Ognuno di noi, almeno una volta, ha udito la parola Inka ma raramente viene approfondito il profilo
storico di questo popolo che, nell’immaginario collettivo, viene ritenuto completamente estinto a
seguito dell’invasione spagnola; già nel XVI secolo la conquista aveva portato ad un governo
consolidato e con un diffuso controllo di gran parte del Sudamerica, Perù incluso.
Forse non tutti sanno che nel 1955 due antropologi, Oscar Nuñez del Prado e Efraìn Morote,
organizzarono una spedizione in una zona relativamente isolata del paese, la nazione Q’Ero.
Intervistando i membri della comunità ottennero una serie di informazioni molto interessanti circa
la conservazione nella memoria collettiva indigena riguardo alla prima versione del “mito di
Inkàri”, che riguarda la fondazione della civiltà inka da parte dello stesso Inkàri e della sua
compagna Qollari, mito che risulta essere assolutamente coerente con quanto riportato dai cronisti
che nel XVI secolo descrissero i tratti culturali degli Inkas del tempo.

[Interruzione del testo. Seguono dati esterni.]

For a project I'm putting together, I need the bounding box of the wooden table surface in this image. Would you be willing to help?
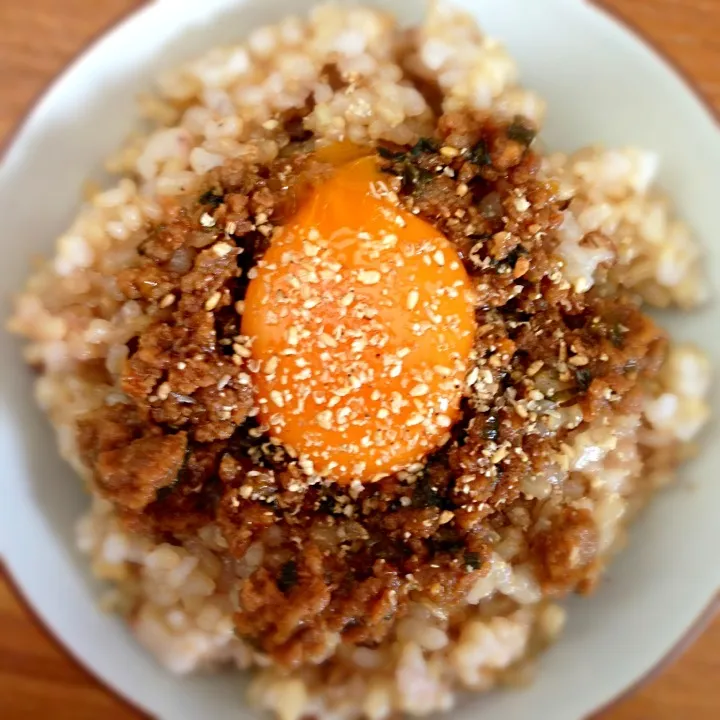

Una delle versioni
attualmente più note di questo mito prende il nome de “Il ritorno dell’Inka”, che rispecchia una
aspettativa messianica presente in tutto il mondo andino, così come successivamente scoperto da
altri antropologi nella seconda parte del secolo scorso. Inoltre Morote e Nuñez Del Prado
scoprirono che in questa comunità si era conservato l’uso dei “quipus”, registri fatti con corde e
nodi che tenevano una sorta di contabilità amministrativa dell’impero incaico, e lo stesso modo di
tessere e di vestirsi proprio degli Inkas del XVI secolo. Infine gli stessi Q’Ero si consideravano
discendenti degli Inkas. Tutte queste informazioni, sia quelle apportate da Rowe che quelle
apportate da Morote e Nuñez del Prado, dimostrano una continuità culturale tra gli inkas del XVI
secolo e gli indigeni contemporanei, continuità basata sul mantenimento sia degli aspetti
tradizionali della cultura incaica che di quelli più propriamente spirituali. Quando una continuità
culturale si manifesta in maniera così evidente, quando una tradizione spirituale e culturale si
mantiene viva, è logico affermare che la civiltà alla quale detti elementi sono riconducibili non sia
estinta ma sia, al contrario, viva e vegeta. È possibile trovare questo materiale dettagliato nella
pubblicazione “Q’Ero: el ultimo ayllu inka” edita da Instituto Nacional de Cultura del Perù.
Per una serie di circostanze coincidenti, sul finire degli anni ’70, Juan Nuñez del Prado (figlio
dell’Oscar precedentemente nominato) viene in contatto con una serie di maestri indigeni dell’area
di Cuzco (l’antica capitale dell’impero incaico chiamato Tawantinsuyo) e dell’area di Q’Ero. Questi
maestri rivelano a don Juan una serie di pratiche per lo sviluppo della coscienza che risultano
essere estremamente coerenti tra loro ed assolutamente risonanti con quanto affermato dalla
psicologia del profondo descritta dallo psicologo C.G. Jung come “processo di individuazione. Le
basi di questa tradizione poggiano su un’antica modalità di riferirsi al cosmo come un insieme di
energia vivente, energia che è nelle disponibilità dell’essere umano e che questi può utilizzare per
manifestare quello che sulle Ande viene chiamato “il seme dell’Inka” e che, in termini occidentali,
può essere descritto come la virtù originale, la parte divina o i talenti propri di ciascun individuo. La
modalità indigena di esplorare il cosmo fatto di energia vivente, di relazionarsi per esempio alla
Madre Terra, la Pachamama, nei sui differenti aspetti, al sole, al vento, all’acqua ed al sole, è una
modalità tipicamente percettiva, cioè basata sul “sentire”. Questa modalità risulta essere di enorme
vantaggio per noi esseri umani “occidentali”, la cui forma peculiare di conoscere il mondo è basata
fondamentalmente sul pensare. Molto spesso commettiamo l’errore che la soluzione dei nostri
problemi sia l’eliminare il pensare, ma questo di fatto snaturerebbe il nostro modo di essere; più
probabilmente il punto è quello di integrare, vale a dire di ridimensionare (pur senza annullarlo) il
nostro approccio razionalista verso il mondo, per lasciare così spazio al sentire, al percepire,
all’esplorare il mondo da un punto di vista dell’esperienza interiore.